HACKER Q&A
📣 jasonjmcghee

What do you use to communicate data analysis?


I’m really curious what people tend to use to communicate the findings of research, analytics, ml experiments, infra costs / errors / usage etc.

Do most people use Google Slides? Or write a doc in Google or Notion? Or send around a notebook?


  👤 rapjr9 Accepted Answer ✓
I preferred to use a web site. If you send data/analysis via email or documents then people lose them, can't find them, ask you to send them again. If it is on a web site they can always find it. If there is new data/analysis they can always find it in the same place. I used password protected pages if we didn't want the data to reach the public. A web site is also great when collaborating with another team or multiple teams across the world.
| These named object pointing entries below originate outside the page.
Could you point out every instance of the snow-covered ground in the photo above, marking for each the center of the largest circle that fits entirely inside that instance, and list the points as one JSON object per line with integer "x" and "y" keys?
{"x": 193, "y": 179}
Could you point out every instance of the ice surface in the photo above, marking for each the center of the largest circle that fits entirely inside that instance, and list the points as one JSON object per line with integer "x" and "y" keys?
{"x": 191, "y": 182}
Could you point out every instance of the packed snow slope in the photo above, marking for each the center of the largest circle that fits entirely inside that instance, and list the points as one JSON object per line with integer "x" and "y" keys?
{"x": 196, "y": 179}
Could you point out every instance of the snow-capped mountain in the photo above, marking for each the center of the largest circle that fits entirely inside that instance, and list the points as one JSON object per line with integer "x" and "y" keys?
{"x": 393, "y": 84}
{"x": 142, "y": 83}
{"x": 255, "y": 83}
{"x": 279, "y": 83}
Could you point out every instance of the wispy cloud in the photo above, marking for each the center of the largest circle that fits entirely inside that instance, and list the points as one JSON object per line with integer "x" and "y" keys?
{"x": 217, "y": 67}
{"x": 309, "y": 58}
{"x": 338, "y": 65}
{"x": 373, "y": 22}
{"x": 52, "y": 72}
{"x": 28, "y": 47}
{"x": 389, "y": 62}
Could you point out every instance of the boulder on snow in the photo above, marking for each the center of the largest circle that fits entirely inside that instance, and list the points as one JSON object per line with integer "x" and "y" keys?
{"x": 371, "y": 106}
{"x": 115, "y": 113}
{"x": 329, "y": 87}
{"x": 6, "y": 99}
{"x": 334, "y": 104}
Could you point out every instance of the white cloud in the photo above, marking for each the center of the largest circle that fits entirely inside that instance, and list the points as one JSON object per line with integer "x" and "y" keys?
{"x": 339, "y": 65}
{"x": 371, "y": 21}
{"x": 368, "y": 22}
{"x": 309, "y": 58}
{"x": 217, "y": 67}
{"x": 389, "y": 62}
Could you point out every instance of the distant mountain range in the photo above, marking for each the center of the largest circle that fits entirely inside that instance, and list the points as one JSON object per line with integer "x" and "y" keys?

I've used wiki pages also, which makes it somewhat easier to get the data into a presentable format, although not as useful for presentations as the types of formatting are limited. Using a content/version management system (cvs, git) is useful for archiving data and analysis and making sure it is timestamped and unaltered while still making it widely available, though only to people who are comfortable using such systems. Spreadsheets are my least favorite way of sharing data and analysis, they are so limited (try creating a billion row spreadsheet) but were sometimes necessary for generating graphics for papers. Really big datasets or very long time series graphs are a problem unto themselves, they typically can have only one primary residence (with backups) on a dedicated server and custom software to generate and view the analysis. Sending copies usually means sending hard drives. Raw data files are preferable to putting data into databases because you can write very fast code to do data processing. When you inevitably have to reprocess the data it goes quickly, which can be a lifesaver when faced with a deadline. Automatically regenerating the graphs, etc., is really useful also. Real time, live analysis generated from continuously streaming data generally requires something custom and depends on who needs to see the data/graphs.

👤 uptownfunk
Depends on audience - If speed matters then just screen grabs of whatever I'm working in (Jupyter or RStudio) into an Excel workbook

If I have more time and it's more formal, then charts in a PPT

If more technical, then notebook (markdown)


👤 kristenkehrer
Depends on the audience. Anyone non-technical will see a lovely PPT. Other technical teammates will see my CometML dashboard, but may also see the PPT in addition if there is business impact that has been quantified and needs to be shared. I'd only be sharing a notebook if I was helping someone do something similar, I don't normally do anything fancy with my notebooks.

👤 alexmolas
Depending on the audience I use slides or notebooks. If it's a technical audience and people want to hear the details I use jupyter, because it allows me to mix code, markdown and visualisations. If the audience is only interested in the main results, then I use some slides with the principal results.

👤 jstx1
Is the file format really important?